I probably misunderstood the term immutable/mutable and in-place change.

Creating ndarray: x = np.arange(6) . Reshaping ndarray: x.reshape(3,2).

Now when I look on x he is unchanged, the ndarray is still 1-dim.

When I do the same with a built-in python list, the list gets changed.

CodePudding user response：

The issue is that you are not overwriting the array. You are currently writing:

x = np.arange(6)
x.reshape(3,2)

But you should rather be writing:

x = np.arange(6)
x = x.reshape(3,2)

Note that the array has to be of size six to rearrange to (3,2).

CodePudding user response：

Like @morhc mentiond, you're not changing your array x because x.reshape returns a new array instead of modifying the existing one. Some numpy methods allow an inplace parameter, but reshape is not one of them.

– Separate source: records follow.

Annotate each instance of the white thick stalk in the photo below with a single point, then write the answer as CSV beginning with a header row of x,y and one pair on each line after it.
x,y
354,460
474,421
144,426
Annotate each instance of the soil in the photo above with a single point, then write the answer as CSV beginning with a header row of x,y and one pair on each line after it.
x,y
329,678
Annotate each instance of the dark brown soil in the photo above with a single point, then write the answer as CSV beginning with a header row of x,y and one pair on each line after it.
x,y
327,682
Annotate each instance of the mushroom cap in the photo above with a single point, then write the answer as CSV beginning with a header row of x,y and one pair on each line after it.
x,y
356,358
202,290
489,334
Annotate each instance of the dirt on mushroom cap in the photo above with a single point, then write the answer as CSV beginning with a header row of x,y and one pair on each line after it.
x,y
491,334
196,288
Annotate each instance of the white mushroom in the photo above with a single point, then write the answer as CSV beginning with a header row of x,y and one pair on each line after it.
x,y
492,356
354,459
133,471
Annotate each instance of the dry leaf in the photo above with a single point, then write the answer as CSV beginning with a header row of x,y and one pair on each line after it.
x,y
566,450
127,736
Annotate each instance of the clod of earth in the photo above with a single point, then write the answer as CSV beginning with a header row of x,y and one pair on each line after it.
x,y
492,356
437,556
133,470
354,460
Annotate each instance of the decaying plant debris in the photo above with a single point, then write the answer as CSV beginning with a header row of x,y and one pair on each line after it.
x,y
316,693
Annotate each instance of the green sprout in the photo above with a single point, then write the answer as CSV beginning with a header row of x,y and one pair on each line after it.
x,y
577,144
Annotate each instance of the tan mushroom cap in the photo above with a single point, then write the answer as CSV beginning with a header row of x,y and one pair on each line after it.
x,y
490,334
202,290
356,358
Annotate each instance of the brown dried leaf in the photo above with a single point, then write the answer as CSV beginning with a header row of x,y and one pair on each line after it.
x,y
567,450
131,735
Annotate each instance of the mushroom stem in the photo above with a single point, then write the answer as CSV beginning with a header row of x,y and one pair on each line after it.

Mutability is a somewhat related, but more general concept.

A mutable object is one that can be changed after it has been created and stored in memory. Immutable objects, once created, cannot be changed; if you want to modify an immutable object, you have to create a new one. For example, lists in python are mutable: You can add or remove elements, and the list remains stored at the same place in memory. A string however is immutable: If you take the string "foobar" and call its replace method to replace some characters, then the modified string that you get as a result is a new object stored in a different place in memory.

You can use the id built-in function in python to check at what memory address an object is stored. So, to demonstrate:

test_list = []
id(test_list)
>>> 1696610990848 # memory address of the empty list object we just created
test_list.append(1)
id(test_list)
>>> 1696610990848 # the list with one item added to it is still the same object

test_str = "foobar"
id(test_str)
>>> 1696611256816 # memory address of the string object we just created
test_str = test_str.replace("b", "x")
id(test_str)
>>> 1696611251312 # the replace method returned a new object

In fact, numpy arrays are in principle mutable:

test_arr = np.zeros(4)
id(test_arr)
>>> 1696611361200
test_arr[0] = 1
id(test_arr)
>>> 1696611361200 # after changing an entry in the array, it's still the same object

I suppose that reshaping an object in-place would be too difficult, so instead a new one is created.

Note also that making an assignment like test_arr2 = test_arr does not make a copy; instead, test_arr2 points to the same object in memory. If you truly want to make a new copy, you should use test_arr.copy().